Édition internationale

La consommation de drogues par les jeunes thaïlandais inquiète

Une enquête ThaiHealth alerte sur la consommation de drogues par les jeunes en Thaïlande. Elle souligne une accessibilité aux drogues inquiétante en 2026.

Jeune thaï drogue Jeune thaï drogue
Écrit par Émilien PEZZOLI
Publié le 9 mars 2026


 

Sur les 13.631 jeunes poursuivis en 2024 pour des infractions pénales, 8.971 avaient des antécédents de consommation de drogue. Certains étaient encore lycéens, voire collégiens. Les plus jeunes toxicomanes étaient parfois âgés de 11 ans seulement. Une situation préoccupante, d'autant que l'accessibilité aux substances est de plus en plus facile. En ligne, les ventes de drogues se sont largement répandues. X, le principal canal de diffusion, représente pas moins de 68% des publications liées à la drogue diffusées sur internet. Les techniques sont bien ficelées : des emojis détournés permettent de parler implicitement de drogues, rendant la détection difficile.
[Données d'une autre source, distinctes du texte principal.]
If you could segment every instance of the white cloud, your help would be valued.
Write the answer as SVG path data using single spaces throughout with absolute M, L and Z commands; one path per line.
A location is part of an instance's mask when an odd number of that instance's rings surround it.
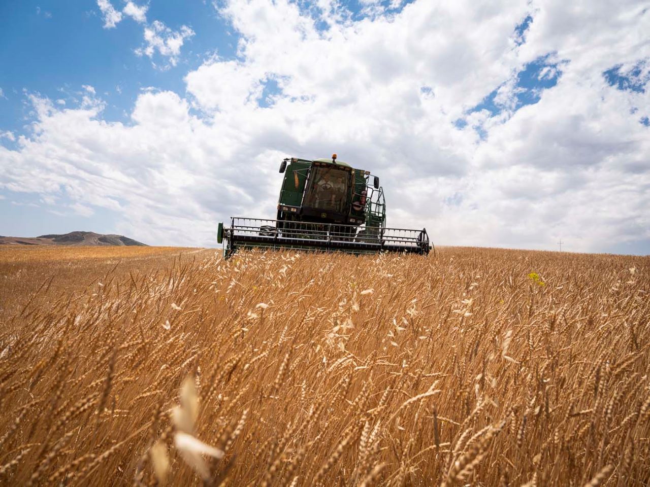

La consommation, elle, se fait dans des espaces privés dans la majorité des cas.


Meth, cannabis : une accessibilité facile

 

Parmi les drogues les plus utilisées par les jeunes Thaïs, la méthamphétamine reste en tête. La Thaïlande étant une plaque tournante de cette drogue de synthèse, l'offre y est conséquente et la consommation facilitée.

 

Crystal meth

 

De même pour le cannabis, évidemment aussi très consommé depuis sa dépénalisation. Sur les 8.971 jeunes ayant des antécédents de toxicomanie, 3.240 ont consommé du cannabis en 2024. Parmi les milliers de weed shops qui étaient sortis de terre en quelques mois, 7.000 ont fermé en 2025 à la suite de modifications législatives et d'un retour en arrière réglementaire. Dans les faits, beaucoup restent ouverts et le cannabis demeure accessible très facilement.

 

Le kratom : entre tradition et encadrement

 

Le kratom est une plante tropicale originaire d'Asie du Sud-Est dont les feuilles sont consommées pour leurs effets stimulants ou relaxants selon la dose. Elles contiennent notamment de la mitragynine, un alcaloïde qui agit sur le système nerveux. Les feuilles sont mâchées, infusées en thé ou mélangées à des boissons.

 

Kratom

 

Traditionnellement, ce sont les ouvriers agricoles qui en sont les consommateurs principaux, l'utilisant notamment pour des raisons de productivité dans les champs. Aujourd'hui, la consommation se fait aussi à des fins récréatives. Longtemps interdit, le kratom a été légalisé en 2021 en Thaïlande, où il est désormais vendu librement dans certaines échoppes ou sur les marchés. Sa consommation reste cependant encadrée : les autorités surveillent notamment les mélanges avec d'autres substances, particulièrement dans certaines boissons.

 

Une situation bien différente en France

 

En France, depuis 2020, le kratom et ses principaux composés ont été classés comme substances psychotropes, rendant leur achat et leur détention interdits. Les autorités sanitaires justifient cette décision par des risques avérés pour la santé : dépendance, syndrome de sevrage et troubles psychiques ont été signalés chez certains consommateurs. David Kroll, professeur de pharmacologie et toxicologie à l'Université du Colorado, nuance le discours alarmiste dans une interview donnée à Ouest-France en septembre 2025. Il rappelle que le véritable danger ne viendrait pas tant de la plante brute que des produits dérivés enrichis en 7-hydroxymitragynine, un composé aux effets opioïdes bien plus puissants. Pour lui, le kratom reste "une arme à double tranchant, remède pour les uns, dangereux pour les autres, dans le cadre d'un usage récréatif." Les recherches en cours laissent même entrevoir un potentiel thérapeutique, certaines de ses molécules pouvant ouvrir la voie à de nouveaux traitements contre la dépendance aux opioïdes. Une perspective qui contraste avec l'urgence sanitaire thaïlandaise. En 2025, 260.000 personnes, en Thaïlande, cherchaient un traitement ou un psychiatre pour les aider à décrocher. Malheureusement, la capacité du système de santé reste bien plus limitée.